Getting your hands-on climate data
Overview
Questions:Objectives:
What is climate?
What type of data is available?
Requirements:
Learn about the terminology
Learn about the different source of climate data
Learn about climate observations, reanalysis, climate predictions and climate projections
Time estimation: 1 hourSupporting Materials:Last modification: Nov 17, 2021
Introduction
comment Comment
This tutorial is significantly based on Getting your hands-on Climate data.
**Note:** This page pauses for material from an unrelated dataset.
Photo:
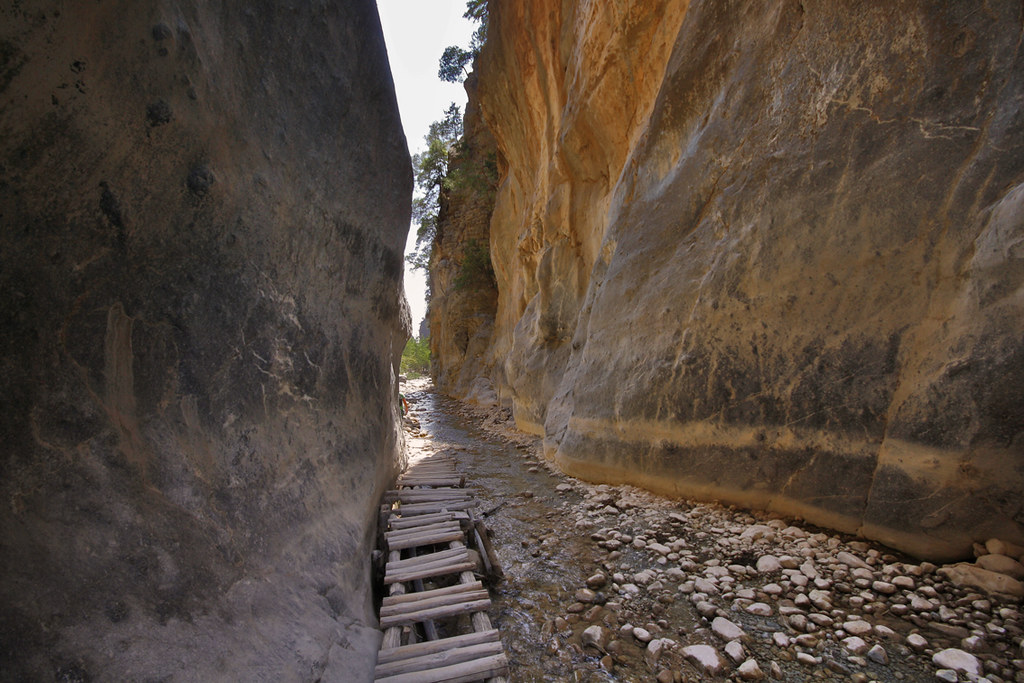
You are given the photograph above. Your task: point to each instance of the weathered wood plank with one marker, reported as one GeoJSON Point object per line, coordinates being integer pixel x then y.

The practical aims at familiarzing you with Climate Science and the terminology used by climate scientists. The target audience is not a climate scientist but anyone interested in learning about climate.
Agenda
In this tutorial, we will cover:
comment Background
European Copernicus Climate Change Service (C3S) provide authoritative information about the past, present and future climate. C3S is one of the many services provided by Copernicus, the European Union’s Earth Observation Programme, looking at our planet and its environment for the ultimate benefit of all European citizens. The C3S Climate Data Store (CDS) provides a single point of access to a wide range of quality-assured climate datasets distributed in the cloud. Access to the CDS data is open, free and unrestricted. We will be using freely available datasets from the CDS, including observations, historical climate data records, estimates of Essential Climate Variables (ECVs) derived from Earth observations, global and regional climate reanalyses of past observations, seasonal forecasts and climate projections.
For the purpose of this tutorial, sample datasets have been created from data downloaded from C3S through Copernicus Climate Data Store:
- E-OBS daily gridded meteorological data for Europe from 1950 to present derived from in-situ observations
- Essential climate variables for assessment of climate variability from 1979 to present
To reduce the volume of data, the data resolution (in space and/or time) has been significantly reduced and/or data has been selected on sample locations (Paris, Oslo and Freiburg). The data format may also have been changed (for instance to tabular) to ease processing.
Get data
hands_on Hands-on: Data upload
Create a new history for this tutorial. If you are not inspired, you can name it climate101.
Tip: Creating a new history
Click the new-history icon at the top of the history panel.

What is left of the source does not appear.